At least seven people were wounded after gunmen opened fire on an anti-government rally in Bangkok on Saturday, heightening tensions ahead of a planned city-wide "shutdown" by protesters.


"Two shootouts occurred in the early hours of this morning at an intersection near the Khao San Road tourist area. Altogether seven people were injured, most of them anti-government protesters. We are still investigating who the gunmen were," said national police chief Adul Saengsingkaew.

One of the injured protesters remains in a critical condition, according to the Erawan Medical Center which monitors Bangkok hospitals.

The incident follows clashes between government supporters and protesters on Friday outside Bangkok that left at least six people injured.

The kingdom is in the grip of a political crisis that has led to parliament being dissolved amid mass protests to topple Prime Minister Yingluck Shinawatra and end the influence on Thai politics of her wildly divisive brother, Thaksin.

The protesters accuse the Shinawatra family of corruption and nepotism and want Yingluck to resign immediately.

They are also seeking to block a snap election called for February 2.


Protesters led by former opposition politician Suthep Thaugsuban aim to paralyse Bangkok starting Monday for between 15 and 20 days. They plan to block seven main intersections, causing gridlock in a city clogged with traffic at the best of times, and say they could block other areas as part of their prolonged siege of the city.

Paralysing Bangkok is the latest bid in a two-month attempt by protesters to topple Yingluck.

Authorities have raised fears that a planned "shutdown" could lead to more violence.

"I am concerned about security because there will be many people. The violence is increasing," said Thailand's army chief, Prayuth Chan-ocha on Saturday.

"I want to tell all sides not to clash with each other... we are all Thais and we can live together despite our differences," he said.

"We can think differently but we cannot kill each other. Please don't use violence."

Coup fears mount

Many Thais believe the military will soon step in to break the political deadlock, especially if the protests turn violent, and rumours of an impending coup have intensified.
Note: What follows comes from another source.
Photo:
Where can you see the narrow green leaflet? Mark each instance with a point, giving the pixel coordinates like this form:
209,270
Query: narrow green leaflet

The army has staged or attempted 18 coups in 81 years, but it has tried to remain neutral this time.

The authorities say they will deploy more than 14,000 troops and police on Monday, including police at the main airport, to maintain order in the streets.
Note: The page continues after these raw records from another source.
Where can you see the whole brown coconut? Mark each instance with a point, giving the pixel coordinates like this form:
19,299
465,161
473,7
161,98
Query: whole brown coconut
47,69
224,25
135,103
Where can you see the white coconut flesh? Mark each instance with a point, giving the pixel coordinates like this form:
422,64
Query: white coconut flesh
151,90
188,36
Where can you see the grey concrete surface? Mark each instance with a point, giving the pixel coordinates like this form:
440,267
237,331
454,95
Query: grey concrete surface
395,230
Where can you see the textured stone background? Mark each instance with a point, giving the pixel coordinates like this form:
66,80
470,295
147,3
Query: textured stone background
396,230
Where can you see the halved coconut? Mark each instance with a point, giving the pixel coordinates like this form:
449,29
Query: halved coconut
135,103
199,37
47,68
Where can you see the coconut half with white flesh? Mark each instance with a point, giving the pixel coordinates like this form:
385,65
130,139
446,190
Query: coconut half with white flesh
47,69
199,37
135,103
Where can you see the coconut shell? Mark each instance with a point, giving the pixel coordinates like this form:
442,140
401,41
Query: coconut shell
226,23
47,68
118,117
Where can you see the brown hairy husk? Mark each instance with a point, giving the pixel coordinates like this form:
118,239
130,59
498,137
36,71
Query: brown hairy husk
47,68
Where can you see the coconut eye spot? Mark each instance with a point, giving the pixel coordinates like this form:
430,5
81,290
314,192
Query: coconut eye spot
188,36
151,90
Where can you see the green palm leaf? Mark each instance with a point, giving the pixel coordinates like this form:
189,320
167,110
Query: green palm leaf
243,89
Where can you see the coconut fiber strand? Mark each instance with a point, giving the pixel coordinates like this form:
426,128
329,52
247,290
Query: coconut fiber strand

The government has repeatedly played down talk of a military intervention but officials said on Friday it had a plan to counter a coup if there was one.

"I don't think any coup will happen... this Monday the army and the police will take care of the (security) situation," Foreign Minister Surapong Tovichakchaikul told foreign media on Friday.

UN Secretary-General Ban Ki-moon at a news conference in New York on Friday urged all sides to show restraint as Thailand's latest round of protests gathered pace. "I am very concerned that the situation could escalate in the days ahead," Ban said.

"I urge all involved to show restraint, avoid provocative acts and settle their differences peacefully, through dialogue."